While speaking to several guests on these tours, I noticed that many had developed a newfound appreciation for the sport after learning so much about the industry during their visit.

“It's just more work than I thought, taking care of [the horses] every single day,” said Felix Martignetti, a visitor from Boston who went on a tour at Taylor Made Farm. “I'm talking to these guys that just seem like they love their job so much that it is easier. It's easier to work when you love your job.”

During Zenyatta's meet-and-greet at Lane's End Farm, it was safe to say every person who was lucky enough to purchase a ticket was honored to be there in her presence during the visit. Most of them took a trip down memory lane after watching her career on the racetrack.

“I went and saw both times she was in the Breeders' Cup Classic,” said Lori Vanover, a visitor who came all the way from Milwaukee to see the champion mare. “But I always wanted to have an opportunity to see her up close in an opportunity like this. I can't believe I actually got the chance to come and it was everything I was hoping it would be.”

“We have such an incredible asset here with the horses, which many people don't have the opportunity to connect with,” Hardy said about the significance of providing these experiences to the public. “You add in our beautiful land here which provides a platform for raising great racehorses, and then lastly, the people who are here that are passionate about what they do. I think it's important for us to be doing that at any point in time, but especially in April and October, and most importantly on that first Saturday in May. [That's when] all eyes are on us, our industry and on Central Kentucky.”

Kentucky Derby week is here and now more than ever, this is a crucial time for the Thoroughbred industry to open its doors and allow the general public to go behind the scenes. It gives people the chance to experience and become more educated about different operations and their commitment to these magnificent animals. Allowing access and being transparent is even more paramount now due to the magnifying glass placed on the industry. There will always be more ways we can improve, but there is one main critical component to its longevity and that remains the general public's perception of the horse and the Thoroughbred industry.

Visit Horse Country currently provides a gateway into the Thoroughbred industry for the general public to go on unique and immersive experiences, plus opportunities that showcase our passion, so why not use that to our advantage as we prepare for the biggest day of the year in Kentucky? Approximately 150,000 people come from all over the world to experience the best two minutes in sports, and it is during this time that we have the biggest chance to create a long-lasting impact on these visitors.

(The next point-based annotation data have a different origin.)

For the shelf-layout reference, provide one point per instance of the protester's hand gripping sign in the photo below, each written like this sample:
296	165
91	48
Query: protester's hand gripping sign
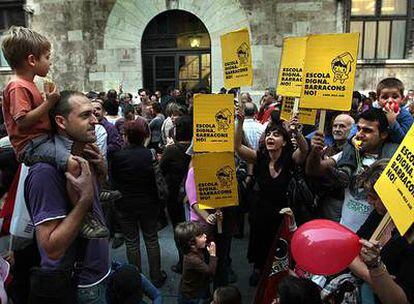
290	80
213	123
329	71
306	116
215	178
291	66
237	59
396	185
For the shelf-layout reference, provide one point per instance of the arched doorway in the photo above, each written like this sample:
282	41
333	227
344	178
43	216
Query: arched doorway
176	52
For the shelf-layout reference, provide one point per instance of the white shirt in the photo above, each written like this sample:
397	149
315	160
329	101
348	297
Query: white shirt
101	137
253	130
356	209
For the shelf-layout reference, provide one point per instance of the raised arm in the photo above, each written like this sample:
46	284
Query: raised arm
299	156
247	154
315	166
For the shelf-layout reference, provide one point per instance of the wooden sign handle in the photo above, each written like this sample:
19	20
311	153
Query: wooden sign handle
219	225
409	235
322	121
386	221
295	110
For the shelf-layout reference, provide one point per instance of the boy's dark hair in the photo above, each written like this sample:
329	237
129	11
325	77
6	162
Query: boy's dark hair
185	235
370	175
227	295
184	128
390	83
249	109
19	42
293	290
156	106
375	114
129	109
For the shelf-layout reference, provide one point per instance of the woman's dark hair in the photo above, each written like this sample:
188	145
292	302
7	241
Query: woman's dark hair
129	109
183	128
111	107
125	286
185	235
136	131
156	106
227	295
287	150
293	290
275	116
111	95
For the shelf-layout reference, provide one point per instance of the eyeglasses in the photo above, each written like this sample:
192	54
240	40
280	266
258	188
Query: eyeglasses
274	133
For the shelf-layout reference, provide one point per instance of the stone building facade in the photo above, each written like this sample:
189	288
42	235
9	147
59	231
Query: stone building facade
91	37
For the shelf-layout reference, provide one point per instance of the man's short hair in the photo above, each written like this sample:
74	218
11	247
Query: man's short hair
185	235
20	42
184	128
63	107
376	115
249	109
390	83
137	131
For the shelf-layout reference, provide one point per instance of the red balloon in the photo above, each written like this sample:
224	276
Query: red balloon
324	247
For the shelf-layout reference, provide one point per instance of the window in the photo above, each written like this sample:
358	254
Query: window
176	52
11	13
383	25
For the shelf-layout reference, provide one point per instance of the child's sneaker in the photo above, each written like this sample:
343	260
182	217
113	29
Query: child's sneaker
110	195
93	229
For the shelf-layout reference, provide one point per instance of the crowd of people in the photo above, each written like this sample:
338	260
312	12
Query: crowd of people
105	166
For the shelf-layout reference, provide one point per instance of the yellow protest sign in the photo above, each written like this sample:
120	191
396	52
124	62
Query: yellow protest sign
213	123
215	179
306	116
291	66
237	59
396	184
329	71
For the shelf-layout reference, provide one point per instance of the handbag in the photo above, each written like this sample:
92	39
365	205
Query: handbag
301	198
162	187
58	285
52	286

My own passion for the racing industry led me on different tours throughout the years and it eventually became a catalyst in my career path. While being a full-time college student at the University of Kentucky and majoring in Equine Science and Management, I am in my current position with Godolphin as a tour guide intern, a social media intern for TDN as well as taking part in the Collegiate Opportunities Program at Keeneland as an Ambassador.

The center point of it all for me was the opportunity to visit these racehorses that I had fallen in love with after spending so much time keeping up with their careers on the track on my own TV screen. Going on my first tour at Jonabell Farm all those years ago felt like heaven and seeing stallions such as Nyquist, Frosted and Bernardini honestly took my breath away. It felt so surreal to see them, and now having the ability to share those moments with other visitors as a tour guide feels even more special.

These tours opened up doors for me that I had not known existed previously and for that I will be forever grateful. The impressions left on visitors after these experiences can have a significant impact, which can only be beneficial for the sport in the long run.